Gemma Cameron, a founder of Trees Not Cars, claimed the case was a landmark, having never heard of a community group defeating the council in a legal challenge.
“We have stopped the council from putting a car park next to a primary school,” she stated.
“It shows that organised community groups can take on Manchester City Council and win. It’s time for communities to fight back.”
Julia Kovaliova, a lead organiser of Trees Not Cars, said she will “sleep easier at night” given her son – who attends New Islington Free School near to the site – will not be exposed to greater levels of air pollution.
“Our victory must be a wake-in up call for the council, who can’t continue to prioritise car parks and offices over clean air and green space,” she said.
“They must now go back to their plans for Central Retail Park and include significant green space with trees, grass, and playgrounds for families.”
Manchester City Council said the “judgement does not affect the future of this site.”
A spokesperson stated: “The reason we have contested this judicial review was not about its implications for the former Central Retail Park site but the precedent it would set and the potential impact of this decision on future applications if insufficient weight was given to the previous use of sites – in this case as the car park for a retail park.
“Since temporary planning permission was granted in 2019 it has not been used as a car park and it will not be before the planning permission expires in October this year.”

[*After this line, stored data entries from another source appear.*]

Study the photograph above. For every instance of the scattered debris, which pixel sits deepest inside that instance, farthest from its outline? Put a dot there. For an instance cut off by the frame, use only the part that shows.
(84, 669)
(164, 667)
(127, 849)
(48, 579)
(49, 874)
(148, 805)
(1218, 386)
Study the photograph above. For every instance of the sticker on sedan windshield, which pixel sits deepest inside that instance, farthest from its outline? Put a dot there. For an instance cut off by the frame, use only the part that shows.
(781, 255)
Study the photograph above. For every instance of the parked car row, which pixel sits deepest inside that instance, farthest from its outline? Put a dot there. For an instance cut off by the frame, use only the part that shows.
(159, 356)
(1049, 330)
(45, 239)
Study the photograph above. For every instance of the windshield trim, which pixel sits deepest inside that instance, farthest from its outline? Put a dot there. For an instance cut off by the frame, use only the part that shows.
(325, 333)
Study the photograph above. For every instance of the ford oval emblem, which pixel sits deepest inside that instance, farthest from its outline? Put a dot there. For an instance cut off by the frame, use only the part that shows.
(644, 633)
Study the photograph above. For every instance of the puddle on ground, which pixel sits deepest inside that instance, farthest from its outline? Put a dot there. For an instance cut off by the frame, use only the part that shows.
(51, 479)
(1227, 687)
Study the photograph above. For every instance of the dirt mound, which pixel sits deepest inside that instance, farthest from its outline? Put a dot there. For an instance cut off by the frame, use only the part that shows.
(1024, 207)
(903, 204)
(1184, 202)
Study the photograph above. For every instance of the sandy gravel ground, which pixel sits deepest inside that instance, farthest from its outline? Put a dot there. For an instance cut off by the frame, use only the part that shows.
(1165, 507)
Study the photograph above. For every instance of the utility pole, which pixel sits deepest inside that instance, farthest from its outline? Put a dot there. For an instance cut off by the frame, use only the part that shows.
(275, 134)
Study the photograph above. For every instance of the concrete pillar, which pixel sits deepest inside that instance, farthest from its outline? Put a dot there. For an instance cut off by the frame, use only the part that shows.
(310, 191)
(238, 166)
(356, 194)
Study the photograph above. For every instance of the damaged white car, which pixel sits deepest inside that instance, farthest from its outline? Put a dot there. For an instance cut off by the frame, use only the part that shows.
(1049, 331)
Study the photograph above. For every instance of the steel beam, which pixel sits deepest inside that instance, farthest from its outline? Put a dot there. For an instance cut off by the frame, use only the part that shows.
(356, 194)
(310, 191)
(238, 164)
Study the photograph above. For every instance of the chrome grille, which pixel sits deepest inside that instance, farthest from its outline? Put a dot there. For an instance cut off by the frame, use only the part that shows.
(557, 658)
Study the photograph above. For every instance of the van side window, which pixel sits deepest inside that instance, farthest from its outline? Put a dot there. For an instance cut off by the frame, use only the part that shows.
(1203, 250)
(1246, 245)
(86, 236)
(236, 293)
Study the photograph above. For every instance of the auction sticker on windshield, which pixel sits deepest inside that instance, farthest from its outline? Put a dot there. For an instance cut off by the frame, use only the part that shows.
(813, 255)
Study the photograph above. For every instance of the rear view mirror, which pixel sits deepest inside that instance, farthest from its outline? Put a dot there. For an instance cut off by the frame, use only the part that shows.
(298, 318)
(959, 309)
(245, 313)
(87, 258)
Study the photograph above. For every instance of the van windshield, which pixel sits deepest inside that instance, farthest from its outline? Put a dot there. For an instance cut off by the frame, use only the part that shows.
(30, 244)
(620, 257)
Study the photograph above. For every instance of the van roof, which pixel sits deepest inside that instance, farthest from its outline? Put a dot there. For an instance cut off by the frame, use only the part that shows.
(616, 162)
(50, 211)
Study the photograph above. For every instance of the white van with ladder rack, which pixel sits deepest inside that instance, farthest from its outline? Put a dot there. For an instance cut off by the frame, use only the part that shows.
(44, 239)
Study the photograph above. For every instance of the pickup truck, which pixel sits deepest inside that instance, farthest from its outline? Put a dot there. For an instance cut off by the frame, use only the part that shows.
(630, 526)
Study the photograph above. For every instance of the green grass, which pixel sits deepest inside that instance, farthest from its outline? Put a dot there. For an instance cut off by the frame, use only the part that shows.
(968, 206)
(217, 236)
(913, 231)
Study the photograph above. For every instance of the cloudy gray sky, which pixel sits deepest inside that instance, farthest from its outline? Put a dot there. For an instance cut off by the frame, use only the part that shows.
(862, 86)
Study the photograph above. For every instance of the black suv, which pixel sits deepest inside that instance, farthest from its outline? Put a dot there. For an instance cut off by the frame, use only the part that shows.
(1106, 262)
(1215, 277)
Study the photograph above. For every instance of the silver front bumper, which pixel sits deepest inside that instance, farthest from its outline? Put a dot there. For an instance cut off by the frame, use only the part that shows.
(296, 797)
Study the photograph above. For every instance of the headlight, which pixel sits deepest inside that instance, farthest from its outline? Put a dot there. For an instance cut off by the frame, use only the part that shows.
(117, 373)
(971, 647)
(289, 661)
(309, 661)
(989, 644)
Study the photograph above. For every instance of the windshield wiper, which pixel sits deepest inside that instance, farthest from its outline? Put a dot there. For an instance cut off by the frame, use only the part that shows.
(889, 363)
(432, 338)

The statement continued: “We remain focused on bringing forward the development of this key site as soon as possible. The creation of a net zero carbon business district, with public space at its heart and as little car use as possible, will support thousands of vital new jobs for Manchester people and play a powerful part in the city’s recovery from the economic impacts of the pandemic. It is a more appropriate use for this site, right next to the inner relief road, than a park.”
The council did however state that is recognised calls for more green space and would integrate the site with an “improved Cotton Field Park”.